Chapter 1 Key Terms Flashcards
Beveridge system
A health system funded through public revenue raised by general taxation,
named after Sir William Beveridge.
Bismarck system
A health system funded through payroll-based social insurance
contributions, named after Otto von Bismarck.
Co-payments (user fees)
Direct payments made by users of health services as a contribution to
their cost (eg prescription charges)
Financial management
Managerial activities of obtaining and disbursing funds, financial
planning, reporting and risk management.
New public management
An approach to government involving the application of private
sector management techniques.
Outcomes
Change in status as a result of the system processes (in health services context, the
change in health status as a result of care).
Private/public mix
mix The mix of public and private funders and providers of health services.
Provider payment methods
The different ways of paying health care providers such as fee for
service, capitation and case base reimbursement.
Residual claimant status
The arrangements under which a person or agency – the residual
claimant – is entitled to
Input
the resources which are used to produce health care (examples: staff, assets, facilities, equipment)
Process
the various activities (employing inputs) so that the desired outcome is achieved
Outcomes
measure the changes to a patient’s health status that can be attributed to the preceding health care and financial resources consumed
Fixed Budgets
most commonly used for allocating resources to health care providers and programs. Overall expenditure can be controlled easily by defining limits for each spending category such as staff, equipment and medical supplies. Easy to administer, but not responsive to local needs.

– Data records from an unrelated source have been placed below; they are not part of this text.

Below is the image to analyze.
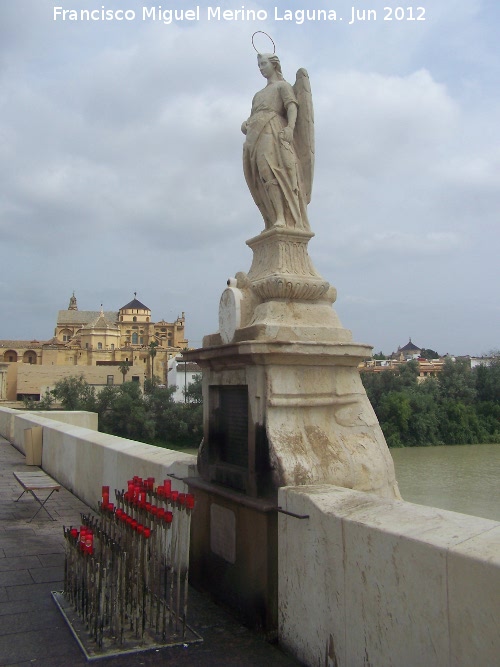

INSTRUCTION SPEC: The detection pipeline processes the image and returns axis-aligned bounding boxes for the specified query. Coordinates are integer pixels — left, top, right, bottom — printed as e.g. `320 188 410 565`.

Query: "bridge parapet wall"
0 408 198 508
278 486 500 667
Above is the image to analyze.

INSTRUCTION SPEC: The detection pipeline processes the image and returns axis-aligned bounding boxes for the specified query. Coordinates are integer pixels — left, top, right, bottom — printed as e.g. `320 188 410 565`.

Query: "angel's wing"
293 68 314 204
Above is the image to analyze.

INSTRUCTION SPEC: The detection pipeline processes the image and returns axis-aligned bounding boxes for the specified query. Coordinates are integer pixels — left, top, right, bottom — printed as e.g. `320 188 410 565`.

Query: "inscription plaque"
210 385 248 469
210 503 236 565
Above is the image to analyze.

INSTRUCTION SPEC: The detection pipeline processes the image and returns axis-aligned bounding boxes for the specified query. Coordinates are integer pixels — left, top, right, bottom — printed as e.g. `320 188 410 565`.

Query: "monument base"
184 341 400 498
186 478 278 639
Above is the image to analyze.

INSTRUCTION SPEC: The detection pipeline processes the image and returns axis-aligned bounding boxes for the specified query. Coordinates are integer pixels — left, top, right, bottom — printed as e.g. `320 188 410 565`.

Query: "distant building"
167 355 202 403
391 338 422 361
0 293 188 401
359 338 444 382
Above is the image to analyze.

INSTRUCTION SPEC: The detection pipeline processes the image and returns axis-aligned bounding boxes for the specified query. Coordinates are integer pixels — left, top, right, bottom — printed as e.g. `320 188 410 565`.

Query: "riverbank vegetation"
26 377 203 449
361 354 500 447
27 354 500 449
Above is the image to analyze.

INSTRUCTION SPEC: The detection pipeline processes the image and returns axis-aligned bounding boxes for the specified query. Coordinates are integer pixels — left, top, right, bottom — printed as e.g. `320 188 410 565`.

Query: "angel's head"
257 53 283 79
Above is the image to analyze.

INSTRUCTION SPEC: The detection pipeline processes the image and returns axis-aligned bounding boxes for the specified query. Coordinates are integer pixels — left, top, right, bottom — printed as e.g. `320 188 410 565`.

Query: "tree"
420 347 439 359
438 357 477 405
148 340 158 384
183 374 203 405
118 359 131 382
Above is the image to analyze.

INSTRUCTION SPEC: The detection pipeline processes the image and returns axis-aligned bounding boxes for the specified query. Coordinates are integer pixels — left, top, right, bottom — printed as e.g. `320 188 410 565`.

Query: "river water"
390 445 500 521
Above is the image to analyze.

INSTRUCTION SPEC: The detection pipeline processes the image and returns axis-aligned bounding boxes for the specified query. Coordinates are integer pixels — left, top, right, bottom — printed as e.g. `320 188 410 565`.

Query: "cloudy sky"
0 0 500 355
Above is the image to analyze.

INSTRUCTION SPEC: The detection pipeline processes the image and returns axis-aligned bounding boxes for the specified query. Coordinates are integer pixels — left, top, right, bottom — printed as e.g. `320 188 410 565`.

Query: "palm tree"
118 361 131 382
148 340 159 384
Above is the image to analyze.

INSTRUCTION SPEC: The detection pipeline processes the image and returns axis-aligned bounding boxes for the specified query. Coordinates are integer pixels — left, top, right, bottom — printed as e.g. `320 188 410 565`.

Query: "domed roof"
120 292 150 310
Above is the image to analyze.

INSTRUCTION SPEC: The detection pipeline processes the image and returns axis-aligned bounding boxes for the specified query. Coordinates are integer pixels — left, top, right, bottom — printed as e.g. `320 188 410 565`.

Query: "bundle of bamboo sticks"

Managers are entrusted with more accountability for the financial performance of the organization for which they are responsible.
Capitation
mainly used in primary care services and based on fixed payment per insured person to cover for a defined package of services. This gives an incentive to reduce costs per case, but can also lead to selection of low-risk cases or inappropriate referrals.
Fee for service
involves each single item of service being paid for by the patient or third-party payer. If not combined with a budget cap, this may lead to inappropriate provision of care, known as supplier-induced demand. Conversely, FFS can be used as an instrument to increase service provision in underserved areas of care.